We just had to post the above photo of vitello tonnato by Tenuta Carretta’s good friend, the indomitable Giovanni Arcari.
He shared it with us after a recent visit to Piedmont wine country. Beautiful, isn’t it?
As we continue our series of posts devoted to vitello tonnato, its origins, recipes, and interpretations, it’s time to address a vexing conundrum: Why does the anchovy figure so prominently in Piedmont gastronomy? After all, Piedmont is Alpine region, hundreds of kilometers from the sea.
Yes, tuna also plays a fundamental role in the dish. It is called vitello tonnato or veal with tuna sauce.
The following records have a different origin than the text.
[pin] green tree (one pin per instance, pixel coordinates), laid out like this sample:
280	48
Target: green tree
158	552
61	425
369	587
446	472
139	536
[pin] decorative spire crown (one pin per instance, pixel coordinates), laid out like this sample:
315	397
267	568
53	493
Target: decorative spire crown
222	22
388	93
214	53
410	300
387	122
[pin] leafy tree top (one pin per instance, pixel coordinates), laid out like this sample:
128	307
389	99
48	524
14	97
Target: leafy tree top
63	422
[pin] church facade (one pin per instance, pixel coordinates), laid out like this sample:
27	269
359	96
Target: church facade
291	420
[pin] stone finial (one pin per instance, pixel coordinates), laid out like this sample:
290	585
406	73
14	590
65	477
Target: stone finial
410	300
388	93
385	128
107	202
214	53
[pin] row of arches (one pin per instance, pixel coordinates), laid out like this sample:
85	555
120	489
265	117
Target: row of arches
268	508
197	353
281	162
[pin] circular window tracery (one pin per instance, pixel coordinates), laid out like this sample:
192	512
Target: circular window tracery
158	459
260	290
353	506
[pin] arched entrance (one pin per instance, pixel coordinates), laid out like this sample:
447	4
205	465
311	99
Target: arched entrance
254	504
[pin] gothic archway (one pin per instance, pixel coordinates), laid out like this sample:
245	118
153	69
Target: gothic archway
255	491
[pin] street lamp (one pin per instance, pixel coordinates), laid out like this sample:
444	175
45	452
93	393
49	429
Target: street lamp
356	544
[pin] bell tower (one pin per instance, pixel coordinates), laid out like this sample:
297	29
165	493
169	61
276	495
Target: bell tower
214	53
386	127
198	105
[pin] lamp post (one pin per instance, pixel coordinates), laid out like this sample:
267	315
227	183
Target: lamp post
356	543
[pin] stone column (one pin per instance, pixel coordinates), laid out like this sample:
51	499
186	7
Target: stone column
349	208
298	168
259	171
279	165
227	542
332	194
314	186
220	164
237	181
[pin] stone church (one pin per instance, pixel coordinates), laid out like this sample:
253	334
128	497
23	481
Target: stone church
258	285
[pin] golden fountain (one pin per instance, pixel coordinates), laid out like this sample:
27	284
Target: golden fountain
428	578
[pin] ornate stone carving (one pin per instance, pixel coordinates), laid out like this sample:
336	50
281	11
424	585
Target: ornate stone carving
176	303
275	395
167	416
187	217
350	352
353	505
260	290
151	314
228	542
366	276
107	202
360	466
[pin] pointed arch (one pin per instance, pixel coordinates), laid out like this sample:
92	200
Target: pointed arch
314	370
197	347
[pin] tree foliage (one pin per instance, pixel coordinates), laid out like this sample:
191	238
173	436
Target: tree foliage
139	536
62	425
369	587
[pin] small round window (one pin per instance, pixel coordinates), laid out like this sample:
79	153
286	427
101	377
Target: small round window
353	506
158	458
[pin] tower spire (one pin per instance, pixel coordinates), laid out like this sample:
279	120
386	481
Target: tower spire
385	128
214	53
But as we saw in our translation of Artusi’s early recipe, not only are anchovies used to season the sauce but they are also used to stud the veal before it is cooked.
No one really knows how the anchovy came to occupy such a prestigious position in the mountain cuisine of Piedmont.
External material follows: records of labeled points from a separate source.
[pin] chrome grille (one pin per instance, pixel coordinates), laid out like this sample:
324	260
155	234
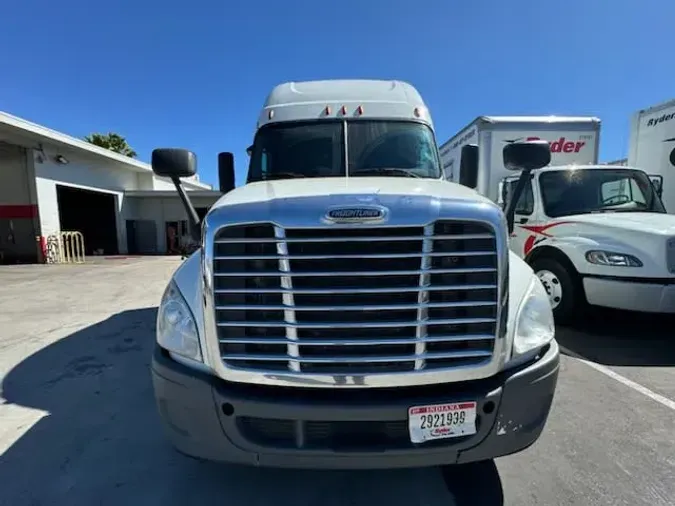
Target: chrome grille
355	301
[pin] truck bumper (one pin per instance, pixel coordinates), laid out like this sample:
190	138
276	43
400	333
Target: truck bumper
633	295
208	418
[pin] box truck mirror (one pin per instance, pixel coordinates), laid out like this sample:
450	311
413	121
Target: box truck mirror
657	182
225	172
530	155
171	162
175	164
468	166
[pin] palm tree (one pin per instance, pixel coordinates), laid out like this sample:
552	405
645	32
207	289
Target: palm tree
113	142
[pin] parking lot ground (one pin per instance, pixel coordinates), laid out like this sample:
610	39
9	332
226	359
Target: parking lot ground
78	424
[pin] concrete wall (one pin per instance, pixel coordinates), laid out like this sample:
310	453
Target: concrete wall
89	172
160	210
18	206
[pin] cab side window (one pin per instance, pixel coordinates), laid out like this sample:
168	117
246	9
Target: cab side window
525	205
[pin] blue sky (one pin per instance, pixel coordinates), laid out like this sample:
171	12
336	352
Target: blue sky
195	73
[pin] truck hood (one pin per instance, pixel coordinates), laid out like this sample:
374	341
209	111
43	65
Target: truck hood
650	223
314	187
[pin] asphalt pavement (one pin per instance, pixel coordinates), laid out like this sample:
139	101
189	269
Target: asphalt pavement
78	424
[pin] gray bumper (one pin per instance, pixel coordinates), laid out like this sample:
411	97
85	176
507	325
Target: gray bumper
208	418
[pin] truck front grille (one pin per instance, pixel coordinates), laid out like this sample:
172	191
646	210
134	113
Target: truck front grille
356	301
670	255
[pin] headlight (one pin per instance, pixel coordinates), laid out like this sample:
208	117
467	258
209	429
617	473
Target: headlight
534	323
176	328
612	259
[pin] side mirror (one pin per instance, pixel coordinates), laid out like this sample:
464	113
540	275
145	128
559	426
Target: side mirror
527	156
657	181
225	172
174	163
524	157
468	166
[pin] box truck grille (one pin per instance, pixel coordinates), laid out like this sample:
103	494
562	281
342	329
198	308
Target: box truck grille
356	301
670	255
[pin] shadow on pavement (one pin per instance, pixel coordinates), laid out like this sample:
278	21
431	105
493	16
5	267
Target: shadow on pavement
474	484
621	338
89	434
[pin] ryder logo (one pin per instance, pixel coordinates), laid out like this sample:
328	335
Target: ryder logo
561	145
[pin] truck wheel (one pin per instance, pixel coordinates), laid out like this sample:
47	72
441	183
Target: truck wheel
564	289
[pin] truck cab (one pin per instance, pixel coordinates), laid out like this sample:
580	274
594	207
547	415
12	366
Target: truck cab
596	234
348	307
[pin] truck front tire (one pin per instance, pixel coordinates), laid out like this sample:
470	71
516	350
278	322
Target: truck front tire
564	289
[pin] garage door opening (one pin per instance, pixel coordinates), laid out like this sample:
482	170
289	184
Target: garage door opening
93	214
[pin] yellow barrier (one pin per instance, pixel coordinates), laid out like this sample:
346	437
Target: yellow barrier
71	248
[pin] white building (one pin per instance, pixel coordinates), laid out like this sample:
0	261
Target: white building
51	182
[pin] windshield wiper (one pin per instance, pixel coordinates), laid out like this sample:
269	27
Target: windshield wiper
385	170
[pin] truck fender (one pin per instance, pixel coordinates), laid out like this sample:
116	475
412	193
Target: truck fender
521	276
188	279
571	250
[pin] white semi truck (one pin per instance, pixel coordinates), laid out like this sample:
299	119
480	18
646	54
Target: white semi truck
348	307
572	140
652	147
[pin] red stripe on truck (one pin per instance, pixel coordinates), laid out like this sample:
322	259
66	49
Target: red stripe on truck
15	212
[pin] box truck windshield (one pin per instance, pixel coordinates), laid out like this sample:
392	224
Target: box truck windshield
579	191
337	148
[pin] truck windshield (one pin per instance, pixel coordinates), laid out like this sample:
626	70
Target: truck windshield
317	149
581	191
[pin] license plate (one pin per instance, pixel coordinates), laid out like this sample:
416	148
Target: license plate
440	421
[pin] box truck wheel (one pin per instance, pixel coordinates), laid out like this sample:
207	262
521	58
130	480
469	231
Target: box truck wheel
564	289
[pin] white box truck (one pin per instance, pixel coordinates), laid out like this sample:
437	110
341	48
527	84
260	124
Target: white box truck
594	234
348	307
572	140
651	147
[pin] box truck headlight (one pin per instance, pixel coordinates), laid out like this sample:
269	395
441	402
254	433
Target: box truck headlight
176	328
534	325
609	258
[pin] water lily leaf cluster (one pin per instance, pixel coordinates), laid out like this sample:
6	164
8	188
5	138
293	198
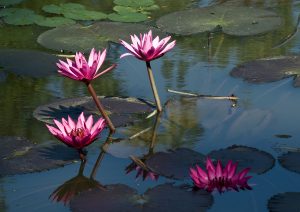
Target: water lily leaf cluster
20	16
79	38
239	21
74	11
132	10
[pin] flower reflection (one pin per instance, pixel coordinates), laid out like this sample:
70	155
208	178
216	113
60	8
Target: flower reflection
80	183
218	178
138	164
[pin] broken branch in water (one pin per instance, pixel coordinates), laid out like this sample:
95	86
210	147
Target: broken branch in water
232	97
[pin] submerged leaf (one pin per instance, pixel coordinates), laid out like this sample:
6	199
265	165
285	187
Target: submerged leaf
269	70
240	21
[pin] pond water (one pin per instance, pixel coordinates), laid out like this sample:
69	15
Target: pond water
266	116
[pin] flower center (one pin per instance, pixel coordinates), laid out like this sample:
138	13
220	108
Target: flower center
77	132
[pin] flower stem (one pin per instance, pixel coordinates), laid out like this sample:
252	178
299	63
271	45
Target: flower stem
100	107
153	86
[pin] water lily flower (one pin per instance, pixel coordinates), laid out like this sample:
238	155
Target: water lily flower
215	177
146	48
77	134
85	70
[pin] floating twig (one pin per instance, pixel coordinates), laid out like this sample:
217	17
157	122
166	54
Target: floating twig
232	97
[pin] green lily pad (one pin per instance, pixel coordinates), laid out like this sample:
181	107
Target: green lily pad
79	38
122	111
175	164
258	161
54	21
290	161
21	62
240	21
269	70
128	17
72	38
9	2
134	3
74	11
283	202
21	17
20	156
160	198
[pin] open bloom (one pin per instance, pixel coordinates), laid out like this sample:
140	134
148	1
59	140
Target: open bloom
219	178
77	135
84	70
146	49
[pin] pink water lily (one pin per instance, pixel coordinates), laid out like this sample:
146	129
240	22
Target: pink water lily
216	177
82	69
77	134
145	48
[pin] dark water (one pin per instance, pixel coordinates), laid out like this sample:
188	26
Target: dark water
264	110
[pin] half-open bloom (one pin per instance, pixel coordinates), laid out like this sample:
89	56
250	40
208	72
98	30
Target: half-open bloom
215	177
146	49
77	134
81	69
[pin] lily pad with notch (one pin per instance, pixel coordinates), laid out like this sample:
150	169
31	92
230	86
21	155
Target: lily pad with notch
120	197
122	111
83	38
54	21
258	161
74	11
269	70
291	161
282	202
175	164
20	156
21	63
238	21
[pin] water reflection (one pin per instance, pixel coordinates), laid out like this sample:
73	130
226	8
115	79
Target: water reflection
138	163
73	187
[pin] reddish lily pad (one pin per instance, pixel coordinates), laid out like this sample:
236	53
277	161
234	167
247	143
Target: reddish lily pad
289	201
269	70
21	62
247	157
82	38
20	156
160	198
174	164
122	111
290	161
240	21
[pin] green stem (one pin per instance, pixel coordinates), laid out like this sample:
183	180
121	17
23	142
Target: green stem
100	107
153	86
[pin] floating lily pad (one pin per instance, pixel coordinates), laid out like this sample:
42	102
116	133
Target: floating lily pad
122	111
240	21
128	17
28	63
16	16
81	38
289	201
291	161
72	38
9	2
20	156
174	164
269	70
54	21
160	198
134	3
258	161
74	11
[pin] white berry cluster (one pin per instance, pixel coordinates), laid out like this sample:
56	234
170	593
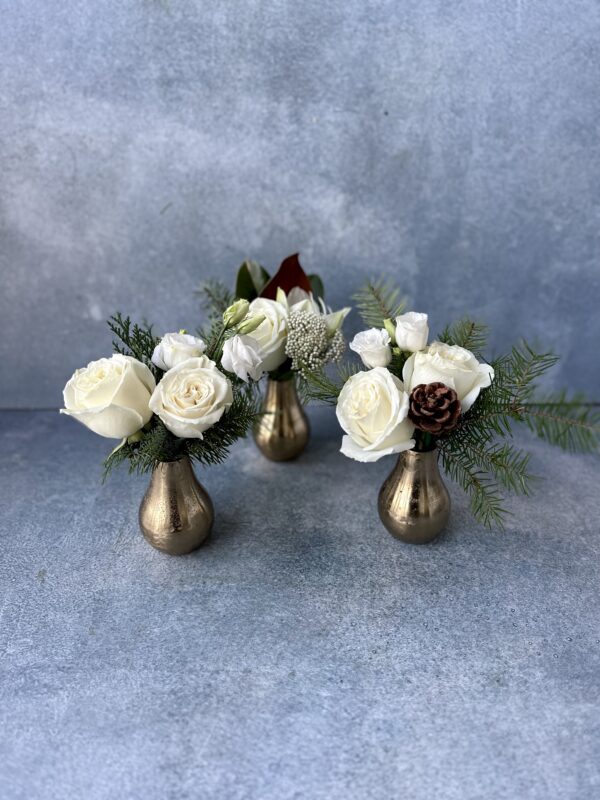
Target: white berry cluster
310	345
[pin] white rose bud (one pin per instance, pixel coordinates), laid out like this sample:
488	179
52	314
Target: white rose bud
235	313
241	355
192	397
373	346
271	334
412	331
110	396
174	348
250	324
452	365
373	410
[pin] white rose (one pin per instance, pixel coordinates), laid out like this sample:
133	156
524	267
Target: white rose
174	348
373	346
412	331
110	396
300	300
271	334
372	408
242	356
452	365
192	397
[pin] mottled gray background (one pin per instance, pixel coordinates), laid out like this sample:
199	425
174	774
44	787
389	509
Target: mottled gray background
146	145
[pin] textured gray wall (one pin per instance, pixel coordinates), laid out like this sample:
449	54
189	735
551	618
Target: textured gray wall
146	145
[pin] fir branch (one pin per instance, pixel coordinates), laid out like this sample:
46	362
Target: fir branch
322	387
466	333
486	500
378	301
233	425
134	340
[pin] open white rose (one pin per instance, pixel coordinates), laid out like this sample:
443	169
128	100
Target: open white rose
373	346
372	408
174	348
271	334
452	365
242	356
412	331
192	397
300	300
110	396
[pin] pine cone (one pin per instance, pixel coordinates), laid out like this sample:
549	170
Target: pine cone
434	408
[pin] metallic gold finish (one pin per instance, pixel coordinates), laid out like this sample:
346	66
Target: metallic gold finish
414	504
176	514
282	430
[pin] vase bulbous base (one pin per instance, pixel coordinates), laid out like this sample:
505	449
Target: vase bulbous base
176	513
282	430
414	504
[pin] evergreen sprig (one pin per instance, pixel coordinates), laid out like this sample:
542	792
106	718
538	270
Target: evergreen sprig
378	301
466	333
216	297
134	340
471	454
154	443
479	453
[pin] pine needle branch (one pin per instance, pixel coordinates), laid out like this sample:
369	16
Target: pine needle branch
466	333
134	340
378	301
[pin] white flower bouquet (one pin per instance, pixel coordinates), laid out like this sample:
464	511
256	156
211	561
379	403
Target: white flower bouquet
171	400
287	332
444	398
But we do know that there is a long tradition of anchovy mongers there, the so called acciughai.
Most gastronomes point to the Valle Maira (the Maira Valley) in Cuneo province as the place of its origins.
We have to remember that until the contemporary era and Italy’s postwar “economic miracle” of the 1960s, Piedmont was a heavily depressed region. Just read a Cesare Pavese novel to get a sense of how tough times were there.
During the brutal winter, farmers from the Alpine valley needed to find other sources of incomes and so they would travel to the neighboring maritime region of Liguria where they could obtain salt-cured anchovies to sell back home.
The anchovies served a number of purposes because they provided not only easily stored sustenance but they also were a form of salt-delivery and thus seasoning (Artusi’s recipe is an example of this). Although no one knows for certain, some even believe that the anchovy was a way of disguising heavily taxed salt and avoiding tax collectors.
Vitello tonnato isn’t the only anchovy-centric dish in Piedmontese cookery: Bagna cauda and salsa verde are another two sine qua non of the gastronomic traditions there. Both of those recipes will be the subjects of future posts, btw.